A Jake talks a lot.

Raves a lot, you may say.  Ravings of a madman.  

And sure, you might take what I say to any number of mainstream sanctioned professionals, and they will scoff.  Foolish nonsense, they will say.  Myopia is genetic and glasses are the only treatment known to man (man with bills to pay and lens inventory to sell).  Glasses don’t harm your distance vision, they only help!

Perhaps they’re right.

Or also perhaps they’re entirely notably clueless (or malicious, or at least turning thee proverbial blind eye, depending on your propensity for conspiratorial ideas).  But also either way, all this boring theoretical volleying of opposing ideas only get’s interesting once you realize an entirely game changing premise:  

You could yourself test whether minus lenses have an immediate, measurable, negative effect on your eyesight.

You could.  If you had dissenting tendencies.  

Without naming names of those with objectionably dissenting tendencies, let’s look at what Ian finds, when he changes diopter degrees in his lens use:

Unruhestifter.  

Ian.  Probably always was a troublemaker.

Of course I don’t suggest that you conduct this sort of heretical experiment yourself.  If you were to, known side effects would include disillusionment, potentially missing out on future 2-for-1 glasses sales, reduced diopter dependence, and a shedding of both literal and proverbial myopia.  

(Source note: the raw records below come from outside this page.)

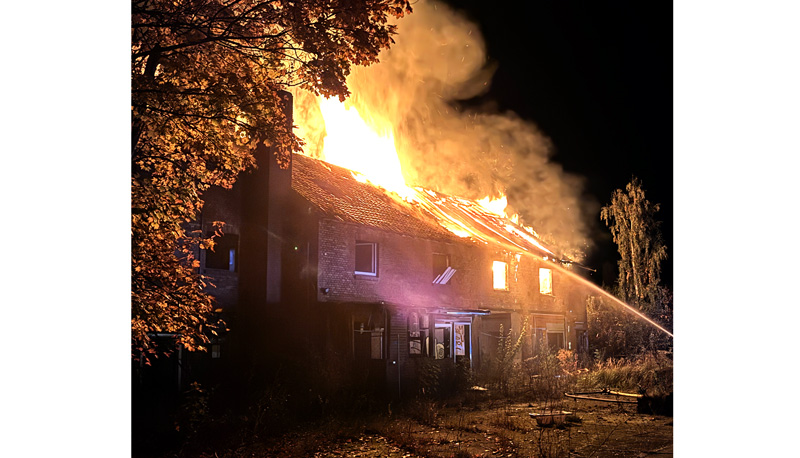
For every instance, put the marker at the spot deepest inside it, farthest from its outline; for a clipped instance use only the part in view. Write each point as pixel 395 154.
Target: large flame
pixel 370 152
pixel 353 144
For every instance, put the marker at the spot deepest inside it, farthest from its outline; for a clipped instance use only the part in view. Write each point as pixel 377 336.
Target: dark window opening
pixel 442 342
pixel 224 254
pixel 555 340
pixel 442 272
pixel 417 334
pixel 368 343
pixel 366 258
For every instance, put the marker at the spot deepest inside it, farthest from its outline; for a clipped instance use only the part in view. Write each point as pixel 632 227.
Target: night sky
pixel 597 79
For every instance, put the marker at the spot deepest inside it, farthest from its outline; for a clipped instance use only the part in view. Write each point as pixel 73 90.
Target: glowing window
pixel 223 255
pixel 366 258
pixel 546 281
pixel 500 275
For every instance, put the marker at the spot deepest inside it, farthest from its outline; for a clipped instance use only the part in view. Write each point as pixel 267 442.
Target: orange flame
pixel 353 144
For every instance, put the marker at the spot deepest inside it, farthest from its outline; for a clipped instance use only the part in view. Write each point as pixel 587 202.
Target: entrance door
pixel 453 339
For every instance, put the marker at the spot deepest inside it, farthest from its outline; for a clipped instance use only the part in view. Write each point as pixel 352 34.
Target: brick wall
pixel 405 274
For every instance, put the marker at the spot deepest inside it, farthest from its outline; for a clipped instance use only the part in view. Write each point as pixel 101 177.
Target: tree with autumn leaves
pixel 206 83
pixel 634 228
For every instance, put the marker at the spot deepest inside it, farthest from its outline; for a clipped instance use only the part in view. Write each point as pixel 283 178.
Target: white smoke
pixel 439 57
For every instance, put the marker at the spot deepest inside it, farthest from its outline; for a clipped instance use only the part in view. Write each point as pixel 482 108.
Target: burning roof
pixel 338 193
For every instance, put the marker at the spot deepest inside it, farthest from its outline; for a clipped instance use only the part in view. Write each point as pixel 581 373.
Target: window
pixel 500 275
pixel 223 256
pixel 441 339
pixel 417 334
pixel 546 281
pixel 367 343
pixel 366 259
pixel 442 272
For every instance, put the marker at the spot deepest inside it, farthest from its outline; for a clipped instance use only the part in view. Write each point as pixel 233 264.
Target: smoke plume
pixel 438 59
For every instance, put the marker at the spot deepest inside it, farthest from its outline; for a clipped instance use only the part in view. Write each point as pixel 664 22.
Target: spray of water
pixel 610 297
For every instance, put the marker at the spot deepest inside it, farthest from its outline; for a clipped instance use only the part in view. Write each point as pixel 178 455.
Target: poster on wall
pixel 460 340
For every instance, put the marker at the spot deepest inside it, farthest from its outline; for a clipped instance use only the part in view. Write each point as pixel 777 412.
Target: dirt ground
pixel 488 429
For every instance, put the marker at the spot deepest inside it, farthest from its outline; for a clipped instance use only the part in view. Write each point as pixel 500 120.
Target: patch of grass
pixel 649 373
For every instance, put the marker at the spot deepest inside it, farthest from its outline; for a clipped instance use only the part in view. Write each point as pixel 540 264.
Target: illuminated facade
pixel 347 269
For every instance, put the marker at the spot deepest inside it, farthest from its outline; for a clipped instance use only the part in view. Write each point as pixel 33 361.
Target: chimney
pixel 265 194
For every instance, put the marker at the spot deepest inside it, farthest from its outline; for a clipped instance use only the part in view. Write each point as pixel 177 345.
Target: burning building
pixel 315 256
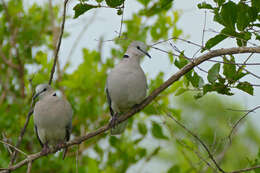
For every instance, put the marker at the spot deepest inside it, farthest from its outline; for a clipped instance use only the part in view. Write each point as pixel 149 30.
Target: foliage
pixel 27 38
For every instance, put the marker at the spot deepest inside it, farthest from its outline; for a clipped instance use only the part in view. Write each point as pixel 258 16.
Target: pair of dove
pixel 126 87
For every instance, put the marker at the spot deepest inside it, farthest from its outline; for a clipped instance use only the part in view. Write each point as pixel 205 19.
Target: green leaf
pixel 213 73
pixel 174 169
pixel 255 4
pixel 144 2
pixel 246 87
pixel 80 9
pixel 214 41
pixel 180 91
pixel 243 19
pixel 119 12
pixel 157 131
pixel 181 62
pixel 229 14
pixel 229 69
pixel 196 80
pixel 158 7
pixel 207 88
pixel 204 5
pixel 142 128
pixel 220 2
pixel 114 3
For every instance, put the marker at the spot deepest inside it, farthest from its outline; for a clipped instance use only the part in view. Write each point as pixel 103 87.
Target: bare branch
pixel 59 42
pixel 15 148
pixel 122 20
pixel 148 100
pixel 14 155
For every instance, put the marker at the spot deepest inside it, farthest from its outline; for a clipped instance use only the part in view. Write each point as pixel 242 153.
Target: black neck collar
pixel 126 56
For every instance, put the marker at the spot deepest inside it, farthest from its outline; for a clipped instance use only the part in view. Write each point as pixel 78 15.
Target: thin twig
pixel 204 26
pixel 238 121
pixel 59 42
pixel 148 100
pixel 14 155
pixel 78 38
pixel 29 168
pixel 122 20
pixel 15 148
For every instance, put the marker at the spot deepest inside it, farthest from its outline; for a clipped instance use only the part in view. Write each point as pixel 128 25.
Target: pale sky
pixel 191 22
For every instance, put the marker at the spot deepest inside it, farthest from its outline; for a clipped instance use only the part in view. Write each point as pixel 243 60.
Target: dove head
pixel 41 90
pixel 137 49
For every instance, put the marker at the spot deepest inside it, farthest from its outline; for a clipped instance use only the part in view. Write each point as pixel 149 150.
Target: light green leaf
pixel 142 128
pixel 157 131
pixel 213 73
pixel 80 9
pixel 246 87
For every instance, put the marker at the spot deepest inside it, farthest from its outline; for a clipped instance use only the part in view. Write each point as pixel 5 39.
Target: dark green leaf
pixel 229 69
pixel 114 3
pixel 142 128
pixel 144 2
pixel 181 62
pixel 255 4
pixel 204 5
pixel 214 41
pixel 196 80
pixel 157 131
pixel 198 95
pixel 119 12
pixel 207 88
pixel 220 2
pixel 213 73
pixel 180 91
pixel 246 86
pixel 243 19
pixel 158 7
pixel 174 169
pixel 80 9
pixel 113 141
pixel 229 14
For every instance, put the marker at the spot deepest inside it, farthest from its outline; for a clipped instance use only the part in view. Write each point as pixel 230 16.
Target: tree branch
pixel 148 100
pixel 59 42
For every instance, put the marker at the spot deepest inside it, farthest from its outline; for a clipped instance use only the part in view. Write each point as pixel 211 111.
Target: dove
pixel 126 85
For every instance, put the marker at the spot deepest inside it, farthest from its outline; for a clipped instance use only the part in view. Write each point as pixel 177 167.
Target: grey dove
pixel 126 85
pixel 52 118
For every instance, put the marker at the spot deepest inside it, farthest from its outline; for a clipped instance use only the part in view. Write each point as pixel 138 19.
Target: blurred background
pixel 29 30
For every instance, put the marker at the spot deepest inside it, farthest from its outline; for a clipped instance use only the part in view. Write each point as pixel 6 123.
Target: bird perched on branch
pixel 52 118
pixel 126 85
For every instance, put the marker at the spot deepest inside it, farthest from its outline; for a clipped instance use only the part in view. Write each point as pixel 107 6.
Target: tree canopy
pixel 186 124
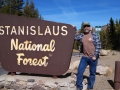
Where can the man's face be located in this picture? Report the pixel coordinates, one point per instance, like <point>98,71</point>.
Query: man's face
<point>87,28</point>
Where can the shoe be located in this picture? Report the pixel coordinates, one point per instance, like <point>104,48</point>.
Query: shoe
<point>79,89</point>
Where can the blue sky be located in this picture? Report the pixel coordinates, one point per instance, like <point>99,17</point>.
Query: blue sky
<point>74,12</point>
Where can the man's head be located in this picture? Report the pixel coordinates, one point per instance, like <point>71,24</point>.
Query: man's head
<point>87,27</point>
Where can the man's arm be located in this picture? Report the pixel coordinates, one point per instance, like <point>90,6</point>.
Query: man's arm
<point>97,46</point>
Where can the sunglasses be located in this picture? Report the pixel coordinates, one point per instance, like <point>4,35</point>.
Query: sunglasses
<point>86,25</point>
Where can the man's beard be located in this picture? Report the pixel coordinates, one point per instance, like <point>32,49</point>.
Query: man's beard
<point>86,31</point>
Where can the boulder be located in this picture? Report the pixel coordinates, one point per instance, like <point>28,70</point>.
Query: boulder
<point>103,52</point>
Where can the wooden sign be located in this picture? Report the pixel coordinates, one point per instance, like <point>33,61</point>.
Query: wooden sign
<point>35,46</point>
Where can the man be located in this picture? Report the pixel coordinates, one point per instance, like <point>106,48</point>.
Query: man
<point>90,47</point>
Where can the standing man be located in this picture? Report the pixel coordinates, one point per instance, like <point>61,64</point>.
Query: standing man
<point>90,46</point>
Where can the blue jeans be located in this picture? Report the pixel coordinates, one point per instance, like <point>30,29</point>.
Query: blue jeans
<point>82,66</point>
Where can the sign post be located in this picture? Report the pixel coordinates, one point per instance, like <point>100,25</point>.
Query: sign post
<point>35,46</point>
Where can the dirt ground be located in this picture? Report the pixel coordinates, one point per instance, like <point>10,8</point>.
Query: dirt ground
<point>106,82</point>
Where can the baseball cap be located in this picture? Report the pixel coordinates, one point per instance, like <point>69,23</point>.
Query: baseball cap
<point>86,23</point>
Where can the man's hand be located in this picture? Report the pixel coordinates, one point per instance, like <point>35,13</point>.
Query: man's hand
<point>93,58</point>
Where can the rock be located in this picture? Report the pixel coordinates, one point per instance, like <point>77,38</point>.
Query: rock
<point>64,84</point>
<point>71,85</point>
<point>11,79</point>
<point>109,70</point>
<point>18,73</point>
<point>108,51</point>
<point>2,79</point>
<point>29,85</point>
<point>38,87</point>
<point>50,84</point>
<point>101,69</point>
<point>21,82</point>
<point>73,67</point>
<point>1,86</point>
<point>103,52</point>
<point>31,80</point>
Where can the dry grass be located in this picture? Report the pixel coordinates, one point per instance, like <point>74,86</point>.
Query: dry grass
<point>75,50</point>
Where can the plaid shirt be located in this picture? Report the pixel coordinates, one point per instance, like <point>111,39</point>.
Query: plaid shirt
<point>96,42</point>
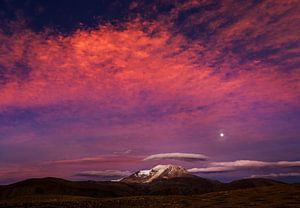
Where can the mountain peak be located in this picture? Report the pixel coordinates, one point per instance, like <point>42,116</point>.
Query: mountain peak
<point>156,173</point>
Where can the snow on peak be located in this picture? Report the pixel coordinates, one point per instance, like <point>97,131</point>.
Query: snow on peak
<point>157,172</point>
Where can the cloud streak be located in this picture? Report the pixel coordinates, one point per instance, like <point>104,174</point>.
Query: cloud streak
<point>275,175</point>
<point>177,156</point>
<point>216,167</point>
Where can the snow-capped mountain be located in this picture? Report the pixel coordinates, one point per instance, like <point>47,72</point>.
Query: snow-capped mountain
<point>156,173</point>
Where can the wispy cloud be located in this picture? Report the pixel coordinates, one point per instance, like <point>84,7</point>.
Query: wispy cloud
<point>97,159</point>
<point>215,167</point>
<point>211,170</point>
<point>190,157</point>
<point>274,175</point>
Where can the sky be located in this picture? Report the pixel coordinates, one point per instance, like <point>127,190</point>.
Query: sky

Yes, those are all things you don’t want to burden your naive and trustful soul with.  

But let’s assume that you happen to read this likely baseless incitement, a potential foreboding of opposition, of defiance, of questioning of mainstream doctrine and authority, and you feel a crawling unease in your stomach.  Fear not, because professional reassurance is always within arm’s reach.  

Take Maria’s ophthalmologist, as comforting example:

See … it’ll be all right, kitteh.

Nobody can make your choices for you.

Or rather, they absolutely will insist on making all your choices for you immediately, unless you fight for your own well-being.  

Or rather, who knows.  Raving madman and all.  Or even in the words of the classical string quartet, Rage Against the Machine:  “Sure thing, I’ll do what you tell me.”